Hello fellow crunchers,
I created a faster version of BRP4G application. I know that CPU apps do not generate much credit, but I did it anyway for personal satisfaction.
You can expect a speedup of up to 50% if you don't hit the memory speed limit. For example, the time to complete when running 4 tasks can go down from 8600 seconds per each to 5600 seconds per each. I did not check the benefits in all-cores mode, but it should still be a bit faster than original.
Optimized version:
You need a SSE4-capable processor. Every mainstream AMD / Intel processor produced in last 10 years have this instruction set.
You need to set up an Anonymous platform.
- Set project to "no new tasks", wait for it to finish the cache of work. Optionally, you skip this step - E@H scheduler will probably resend you the tasks but they will start from scratch.
- Stop BOINC (close / kill program).
- Download https://drive.google.com/file/d/1dLO9oi7NRr5yl2xftYEmRjfbKewk1-1q/view?usp=sharing, choose windows or linux subdirectory and unpack the applications and app_info.xml to the einstein.phys.uwm.edu directory.

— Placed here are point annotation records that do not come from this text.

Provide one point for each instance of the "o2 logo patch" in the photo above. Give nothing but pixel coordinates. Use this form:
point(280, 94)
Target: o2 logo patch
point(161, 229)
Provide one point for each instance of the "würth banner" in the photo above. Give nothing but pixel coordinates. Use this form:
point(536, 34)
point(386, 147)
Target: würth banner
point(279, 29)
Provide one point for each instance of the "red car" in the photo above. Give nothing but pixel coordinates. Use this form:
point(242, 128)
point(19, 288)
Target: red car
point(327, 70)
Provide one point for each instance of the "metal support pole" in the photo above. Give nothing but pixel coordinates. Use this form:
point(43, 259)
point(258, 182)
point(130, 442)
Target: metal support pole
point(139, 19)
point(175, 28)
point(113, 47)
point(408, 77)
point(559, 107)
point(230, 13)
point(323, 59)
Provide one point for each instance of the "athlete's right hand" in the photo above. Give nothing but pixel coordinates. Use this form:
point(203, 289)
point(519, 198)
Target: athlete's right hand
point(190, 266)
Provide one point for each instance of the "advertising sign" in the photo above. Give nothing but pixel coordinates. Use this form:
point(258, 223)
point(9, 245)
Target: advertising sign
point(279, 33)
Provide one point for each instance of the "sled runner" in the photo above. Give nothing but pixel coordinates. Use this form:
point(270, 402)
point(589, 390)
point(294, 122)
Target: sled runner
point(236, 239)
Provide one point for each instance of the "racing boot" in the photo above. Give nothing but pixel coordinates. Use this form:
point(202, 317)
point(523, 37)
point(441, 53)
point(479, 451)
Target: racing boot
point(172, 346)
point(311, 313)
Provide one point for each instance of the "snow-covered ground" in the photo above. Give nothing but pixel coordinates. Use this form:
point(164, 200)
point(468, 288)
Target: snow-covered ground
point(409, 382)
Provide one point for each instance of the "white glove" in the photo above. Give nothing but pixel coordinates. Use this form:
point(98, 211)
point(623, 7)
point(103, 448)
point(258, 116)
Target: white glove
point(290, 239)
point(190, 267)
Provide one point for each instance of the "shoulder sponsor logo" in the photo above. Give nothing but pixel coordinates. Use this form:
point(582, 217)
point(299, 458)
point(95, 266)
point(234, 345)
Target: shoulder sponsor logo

- Use provided app_info.xml as a starting point.
- If you want to use other applications, you need to add them yourself to this file. See file sched_reply_einstein.phys.uwm.edu.xml for hints about names. You also need the original binaries for the other applications, copy them temporarily somewhere else so that BOINC don't delete them (just in case).
- Run wisdom_generator application, it will take a long time (about 1 hour on Ryzen 9 7950X, single core performance matters). The application will generate BRP4.wisdom (FFTW wisdom) file in current directory. Ensure that the file is in the einstein.phys.uwm.edu, alongside the applications.
- FFTW wisdom is a kind of precalculated plan adjusted to your hardware for optimal performance. The default plan is not good enough, but it is generated in seconds.
- Start BOINC, check logs if anonymous platform was recognized without errors.
- In the logs of the task you should see a line "Using FFTW wisdom from file ../../projects/einstein.phys.uwm.edu/BRP4.wisdom." if the wisdom file was loaded correctly.
- ???
- Profit ;)
Some speedup with original application (Linux only):
If you don't want to set up an anonymous platform, you can still get a part of the speed up benefit by generating a wisdom file. You can expect up to 30% speedup if you don't hit the memory speed limit (I did not measure the speedup thoroughly, but it was noticeable).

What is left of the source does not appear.